Selama perkembangan intraeritrosit, sel pembantu T CD4+ dan sel T γδ berpotensi memberikan efek antiparasit (Gbr. 9).[275] Namun, penelitian terbaru kami mengungkapkan peningkatan ekspresi SOD3 inang, yang terikat pada sel T dan berhubungan negatif dengan kekebalan inang terhadap malaria.[276] Sel T sel juga memainkan peran penting dalam mendukung produksi antibodi yang dimediasi sel B.[277] Namun, variabilitas tinggi antigen Plasmodium dan kemampuan parasit untuk menekan fungsi imun tertentu menimbulkan tantangan signifikan bagi pengembangan respons imun yang efektif pada inang.[278] Baru-baru ini, lanskap imun yang ditetapkan melalui scRNA-seq mengungkapkan bahwa, selama infeksi P. falciparum, proporsi monosit imunosupresif, sel T T CD4 penghasil IL-10 dan sel B regulator penghasil IL-10 meningkat, dan penanda tolerogenik pada sel pembunuh alami (NK) dan sel T γδ meningkat.[279]

 

Gambar 9

Respons imun selama infeksi Plasmodium. Respons imun dalam limpa selama infeksi Plasmodium ditunjukkan. Gambar ini dibuat dengan BioRender.com.

 

Sel T CD4+

 

Sel T helper (TH) CD4+, khususnya sel TH1, memainkan peran penting dalam kekebalan terhadap malaria dengan memproduksi IFN-γ, yang mengaktifkan makrofag.[280,281] Baik studi eksperimental maupun klinis telah menunjukkan pentingnya produksi IFN-γ dini dalam mengendalikan replikasi Plasmodium, [282,283] meskipun mekanisme perlindungan yang tepat masih belum sepenuhnya dipahami. Sel TH1 yang memproduksi IFN-γ dikaitkan dengan resistensi selama infeksi Plasmodium pada stadium hati.[284,285] Selain itu, sel TH1 spesifik CSP yang mengekspresikan IFN-γ mengurangi beban parasit.[286] Namun, respons sel T CD4+ juga dapat mengganggu imunitas humoral dan memperluas sel B yang reaktif terhadap diri sendiri.[287]

 

Dalam empat hari pertama infeksi, populasi TFH CXCR5+ yang dominan dan stabil secara fenotip muncul, yang menghasilkan respons TFH CXCR5+ CCR7+/sel T memori sentral yang persisten.

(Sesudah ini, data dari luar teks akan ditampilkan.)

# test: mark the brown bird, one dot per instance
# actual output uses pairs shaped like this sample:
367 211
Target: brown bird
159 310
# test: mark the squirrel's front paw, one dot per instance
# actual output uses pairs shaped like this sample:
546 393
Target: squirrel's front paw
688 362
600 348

Khususnya, priming sel T CD4+ oleh sel B sangat penting dan cukup untuk pembentukan respons dominan TFH ini. Sel TH2, yang dicirikan oleh produksi GATA3 dan IL-4, memainkan peran terbatas pada malaria tetapi penting untuk respons sel T CD8+ yang kuat melalui interaksi CD4/CD8 yang dimediasi IL-4.[288] Aktivitas sel T CD8+ berkurang secara signifikan tanpa dukungan sel T CD4+, yang menyoroti sinergi mereka dalam menghasilkan sel efektor selama imunisasi dengan sporozoit yang dilemahkan oleh radiasi. Populasi sel T CD8+ memori sangat bergantung pada bantuan sel T CD4+ untuk mengendalikan parasit stadium hati.[289]

 

Sel T pembantu folikel (TFH), ditandai dengan ekspresi BCL-6, CXCR5, dan PD-1, sangat penting untuk produksi antibodi dan pembentukan sel plasma berumur panjang dan sel B memori selama infeksi Plasmodium.[290,291] Jalur diferensiasi TFH dan TH1 menyimpang di awal infeksi stadium darah, dipengaruhi oleh monosit inflamasi dan galectin-1.[292] Meskipun demikian, IL-21 dari sel TFH IFN-γ+ sangat penting untuk mengatasi infeksi P. chabaudi dengan mendorong respons IgG spesifik dan kekebalan terhadap infeksi ulang.[293]

 

Sel T regulator (Treg), yang dicirikan oleh ekspresi FOXP3, memodulasi respons imun pada malaria. Di daerah dengan penularan tinggi, individu menunjukkan peningkatan proporsi Treg CD4+FOXP3+CD127lo/− dengan fenotipe memori efektor yang menekan produksi sitokin yang diinduksi antigen malaria, mempertahankan homeostasis imun.[294] Infeksi akut dengan P. vivax dan P. falciparum menginduksi populasi Treg yang diperluas dan rasio sel dendritik yang berubah, berkorelasi dengan beban parasit tetapi bukan tingkat keparahan klinis.[295] Peningkatan jumlah Treg juga dikaitkan dengan infeksi P. berghei dan P. yoelii yang mematikan.[296]

 

Sel T CD8+

 

Sel T CD8+ memainkan peran penting dalam mengenali peptida yang berasal dari patogen yang disajikan oleh molekul MHC kelas I pada APC atau sel yang terinfeksi, berkontribusi pada pembersihan patogen intraseluler dan pengembangan memori imun.[277] Sel T CD8+ spesifik malaria telah diidentifikasi pada populasi endemik dan individu yang divaksinasi,[297,298,299,300,301] dengan HLA-B*53:01 dan HLA-C*06:02, yang dikaitkan dengan prevalensi infeksi P. falciparum yang lebih tinggi.[302] Studi pada model hewan pengerat lebih lanjut menguatkan perlindungan yang dimediasi sel T CD8+, khususnya setelah imunisasi dengan sporozoit yang diradiasi.[303] Sel-sel ini menargetkan sporozoit, antigen Plasmodium stadium hati, dan stadium darah, meskipun peran mereka dalam infeksi malaria primer masih kontroversial karena infeksi hepatosit terbatas dan jendela respons yang sempit.[304,305,306,307,308,309,310,311]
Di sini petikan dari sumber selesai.